There are three primary facets to pride:
- People should be proud of their sexual orientation and gender identity.
- That diversity is a gift.
- Sexual orientation and gender identity are inherent and cannot be intentionally altered.
The use of the term pride originated with the idea that the word be used as an antonym (meaning; opposite in meaning) for shame. This is because shame has been used to control and oppress queer people. Pride is an affirmation of one’s self and the community as a whole.
Today’s gay pride movement started as a result of the Stonewall riots in New York City in the late 1960’s. The Stonewall riots were a series of sometimes violent demonstrations against the New York police after a raid of the Stonewall Inn in Greenwich Village on June 28, 1969. Stonewall Inn catered to a variety of clientele, but it was well known to be popular with the poorest and most marginalized people in the gay community: effeminate young men, drag queens, representatives of a newly self-aware transgender community, homeless youth and hustlers.

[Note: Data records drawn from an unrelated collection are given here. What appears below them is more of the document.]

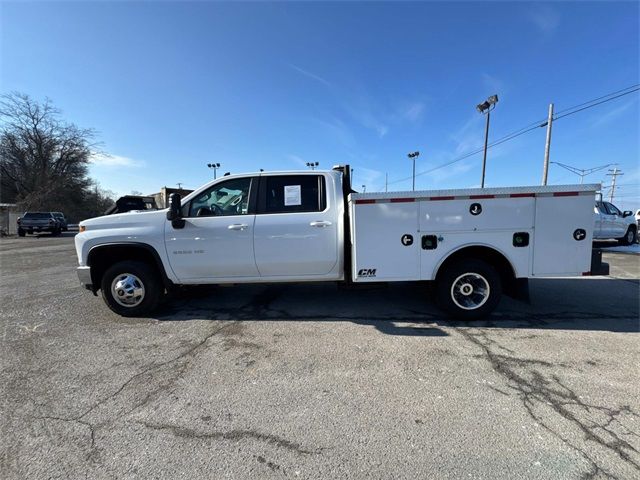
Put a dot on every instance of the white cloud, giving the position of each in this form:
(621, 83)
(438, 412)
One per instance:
(493, 84)
(611, 115)
(414, 111)
(297, 160)
(545, 18)
(367, 176)
(307, 73)
(109, 160)
(470, 136)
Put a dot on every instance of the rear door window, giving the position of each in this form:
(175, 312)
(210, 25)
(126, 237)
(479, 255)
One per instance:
(292, 193)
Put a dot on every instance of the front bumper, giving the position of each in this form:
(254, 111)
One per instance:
(84, 274)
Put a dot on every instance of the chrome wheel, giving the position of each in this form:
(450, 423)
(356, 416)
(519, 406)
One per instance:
(470, 291)
(127, 290)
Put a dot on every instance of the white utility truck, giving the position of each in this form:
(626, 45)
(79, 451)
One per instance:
(310, 226)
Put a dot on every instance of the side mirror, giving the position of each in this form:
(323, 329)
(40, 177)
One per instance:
(175, 207)
(174, 214)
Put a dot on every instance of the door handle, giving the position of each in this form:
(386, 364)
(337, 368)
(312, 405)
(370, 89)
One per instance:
(238, 226)
(320, 223)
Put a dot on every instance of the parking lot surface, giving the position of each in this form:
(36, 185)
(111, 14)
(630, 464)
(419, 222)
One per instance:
(315, 381)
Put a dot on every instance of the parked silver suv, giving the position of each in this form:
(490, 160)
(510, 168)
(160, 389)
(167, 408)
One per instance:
(610, 223)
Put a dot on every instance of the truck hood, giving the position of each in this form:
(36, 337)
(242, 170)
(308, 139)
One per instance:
(134, 218)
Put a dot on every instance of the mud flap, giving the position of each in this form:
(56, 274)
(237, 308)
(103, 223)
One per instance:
(518, 289)
(598, 267)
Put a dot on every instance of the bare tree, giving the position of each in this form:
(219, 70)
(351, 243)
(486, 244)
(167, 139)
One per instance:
(43, 159)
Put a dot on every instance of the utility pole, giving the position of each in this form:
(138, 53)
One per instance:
(583, 172)
(413, 157)
(547, 146)
(614, 173)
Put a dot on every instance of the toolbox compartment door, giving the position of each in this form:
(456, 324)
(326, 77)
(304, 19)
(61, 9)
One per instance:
(563, 234)
(386, 243)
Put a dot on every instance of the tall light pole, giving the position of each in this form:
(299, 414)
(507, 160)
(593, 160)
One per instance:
(614, 173)
(583, 172)
(215, 167)
(486, 107)
(547, 146)
(413, 157)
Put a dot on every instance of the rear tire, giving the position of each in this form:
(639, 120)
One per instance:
(629, 238)
(468, 289)
(131, 289)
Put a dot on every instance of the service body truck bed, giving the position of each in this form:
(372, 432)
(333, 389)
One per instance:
(542, 231)
(310, 226)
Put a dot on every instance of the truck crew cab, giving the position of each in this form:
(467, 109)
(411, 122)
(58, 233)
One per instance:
(310, 226)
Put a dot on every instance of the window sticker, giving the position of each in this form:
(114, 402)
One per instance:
(292, 195)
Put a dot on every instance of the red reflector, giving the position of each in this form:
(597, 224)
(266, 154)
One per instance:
(479, 197)
(521, 195)
(442, 198)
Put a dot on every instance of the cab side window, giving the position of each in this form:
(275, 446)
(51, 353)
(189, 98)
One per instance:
(223, 199)
(293, 193)
(613, 210)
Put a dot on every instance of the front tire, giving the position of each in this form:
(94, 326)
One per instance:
(131, 288)
(468, 289)
(629, 238)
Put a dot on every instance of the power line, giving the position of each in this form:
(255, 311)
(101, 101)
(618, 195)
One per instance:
(532, 126)
(599, 98)
(598, 103)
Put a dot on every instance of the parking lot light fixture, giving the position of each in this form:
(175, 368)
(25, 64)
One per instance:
(486, 107)
(215, 167)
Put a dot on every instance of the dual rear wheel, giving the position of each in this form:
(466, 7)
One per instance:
(468, 289)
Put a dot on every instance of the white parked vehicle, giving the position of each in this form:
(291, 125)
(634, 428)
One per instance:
(610, 223)
(310, 226)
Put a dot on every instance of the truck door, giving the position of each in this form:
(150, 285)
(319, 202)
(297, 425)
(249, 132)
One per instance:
(296, 228)
(217, 239)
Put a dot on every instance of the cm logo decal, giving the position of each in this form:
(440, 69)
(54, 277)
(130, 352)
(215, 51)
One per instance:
(367, 272)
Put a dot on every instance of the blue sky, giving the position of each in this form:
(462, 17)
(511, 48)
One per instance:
(171, 87)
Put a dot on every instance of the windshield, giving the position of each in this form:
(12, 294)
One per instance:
(37, 215)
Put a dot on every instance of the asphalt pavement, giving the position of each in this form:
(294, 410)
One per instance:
(315, 381)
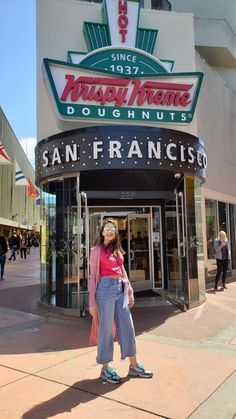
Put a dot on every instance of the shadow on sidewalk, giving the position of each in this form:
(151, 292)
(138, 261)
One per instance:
(57, 334)
(80, 392)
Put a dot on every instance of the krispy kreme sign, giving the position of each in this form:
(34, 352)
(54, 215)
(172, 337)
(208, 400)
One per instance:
(120, 83)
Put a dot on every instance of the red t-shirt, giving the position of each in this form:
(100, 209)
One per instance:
(110, 265)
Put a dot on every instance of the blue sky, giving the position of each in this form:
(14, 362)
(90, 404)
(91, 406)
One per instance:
(18, 66)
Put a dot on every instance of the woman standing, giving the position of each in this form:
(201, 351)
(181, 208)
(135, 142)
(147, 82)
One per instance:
(111, 297)
(222, 250)
(23, 247)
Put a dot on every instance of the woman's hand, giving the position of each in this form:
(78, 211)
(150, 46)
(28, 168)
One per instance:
(131, 302)
(93, 311)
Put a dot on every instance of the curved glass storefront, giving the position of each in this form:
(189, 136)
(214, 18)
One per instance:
(149, 181)
(163, 243)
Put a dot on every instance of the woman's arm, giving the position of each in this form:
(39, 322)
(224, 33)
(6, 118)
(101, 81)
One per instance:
(94, 260)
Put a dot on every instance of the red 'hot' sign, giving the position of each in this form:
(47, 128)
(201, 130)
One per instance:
(123, 19)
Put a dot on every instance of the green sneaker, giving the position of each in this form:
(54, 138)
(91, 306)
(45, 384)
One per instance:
(109, 375)
(139, 371)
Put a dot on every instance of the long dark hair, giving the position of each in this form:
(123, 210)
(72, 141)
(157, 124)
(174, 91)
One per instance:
(115, 245)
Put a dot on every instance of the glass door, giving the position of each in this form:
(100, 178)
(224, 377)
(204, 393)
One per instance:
(176, 247)
(138, 251)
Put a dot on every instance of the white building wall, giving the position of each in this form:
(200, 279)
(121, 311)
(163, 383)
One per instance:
(217, 128)
(213, 9)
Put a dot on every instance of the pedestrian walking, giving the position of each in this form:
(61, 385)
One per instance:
(23, 247)
(13, 246)
(222, 250)
(111, 298)
(3, 251)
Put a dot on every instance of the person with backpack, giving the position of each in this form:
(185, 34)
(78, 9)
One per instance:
(3, 251)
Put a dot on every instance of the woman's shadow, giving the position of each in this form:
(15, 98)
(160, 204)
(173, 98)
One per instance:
(79, 392)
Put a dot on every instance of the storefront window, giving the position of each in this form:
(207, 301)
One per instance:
(59, 256)
(222, 215)
(195, 241)
(232, 219)
(157, 247)
(211, 234)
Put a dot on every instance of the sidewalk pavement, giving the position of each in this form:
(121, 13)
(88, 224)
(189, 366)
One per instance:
(48, 370)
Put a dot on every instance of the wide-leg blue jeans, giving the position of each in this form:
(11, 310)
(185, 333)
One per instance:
(109, 301)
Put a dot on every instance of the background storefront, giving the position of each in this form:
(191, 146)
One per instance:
(163, 202)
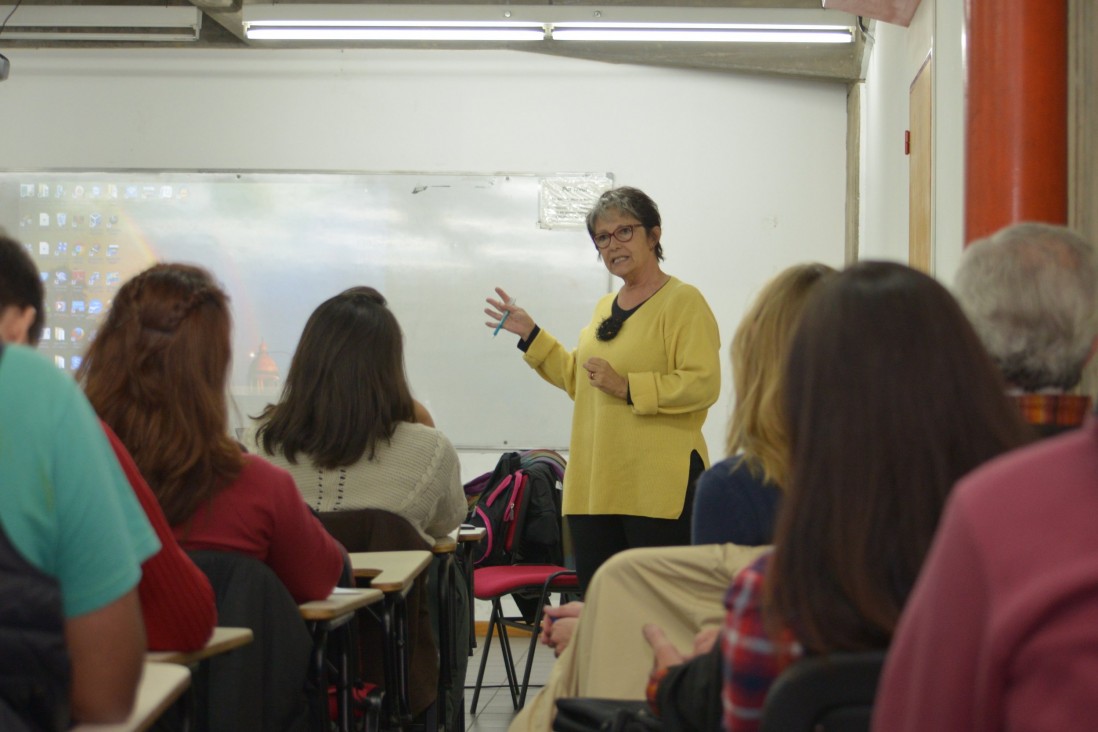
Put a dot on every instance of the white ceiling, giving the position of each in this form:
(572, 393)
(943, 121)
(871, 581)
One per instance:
(222, 26)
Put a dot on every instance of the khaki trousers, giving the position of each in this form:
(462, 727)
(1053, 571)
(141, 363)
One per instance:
(680, 588)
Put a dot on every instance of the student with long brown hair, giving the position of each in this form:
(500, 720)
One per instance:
(177, 600)
(346, 426)
(157, 374)
(891, 398)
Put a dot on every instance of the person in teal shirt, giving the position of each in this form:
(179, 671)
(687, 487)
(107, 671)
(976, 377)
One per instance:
(67, 509)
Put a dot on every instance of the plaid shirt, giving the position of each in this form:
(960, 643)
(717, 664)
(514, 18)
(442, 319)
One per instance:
(1053, 409)
(751, 660)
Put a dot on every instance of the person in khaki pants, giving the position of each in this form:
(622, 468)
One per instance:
(602, 651)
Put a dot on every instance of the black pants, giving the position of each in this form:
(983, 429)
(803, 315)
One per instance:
(597, 538)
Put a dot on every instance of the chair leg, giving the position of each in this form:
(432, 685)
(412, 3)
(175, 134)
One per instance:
(508, 657)
(488, 644)
(529, 653)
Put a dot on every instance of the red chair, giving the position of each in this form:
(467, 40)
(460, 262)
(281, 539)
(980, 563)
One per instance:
(493, 583)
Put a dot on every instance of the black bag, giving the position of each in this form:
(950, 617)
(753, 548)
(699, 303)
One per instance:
(604, 716)
(519, 509)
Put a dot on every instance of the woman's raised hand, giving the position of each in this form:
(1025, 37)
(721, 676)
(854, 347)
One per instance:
(517, 321)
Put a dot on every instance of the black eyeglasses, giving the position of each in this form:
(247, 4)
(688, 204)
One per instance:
(623, 234)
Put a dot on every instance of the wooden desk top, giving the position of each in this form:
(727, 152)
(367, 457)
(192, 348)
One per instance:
(223, 639)
(471, 535)
(390, 572)
(445, 545)
(160, 685)
(340, 601)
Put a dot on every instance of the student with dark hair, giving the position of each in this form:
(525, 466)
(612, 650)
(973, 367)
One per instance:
(157, 374)
(176, 597)
(346, 427)
(892, 398)
(22, 308)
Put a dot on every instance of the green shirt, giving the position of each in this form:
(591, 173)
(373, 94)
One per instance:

After Stonewall, the Gay Liberation Front and the Gay Activists Alliance formed and are credited as being the first organizations to start the gay rebellion and gay pride parades. One year after the raid, the first pride parades were held in Los Angeles and New York in commemorating the anniversary of Stonewall. Since that time June has been recognized by many LGBTQ2+ communities around the world as Gay Pride Month.
Some symbols of gay pride include the rainbow flag
butterfly, the Greek lambda symbol
and pink and black triangles.
Pink and black triangles became gay pride symbols because during the Nazi era in Germany gay men were marked with a pink triangle and lesbians were marked with a black triangle. Gays and Lesbians were sent to concentration camps along with Jews and others who the Nazi’s tried to eradicate during their reign over Germany. These symbols are recognized around the world as homage to LGBTQ pride and despite many hurdles, opposition and hate, the LGBTQ community has remained resilient, continuing to fight for their rights and show their pride.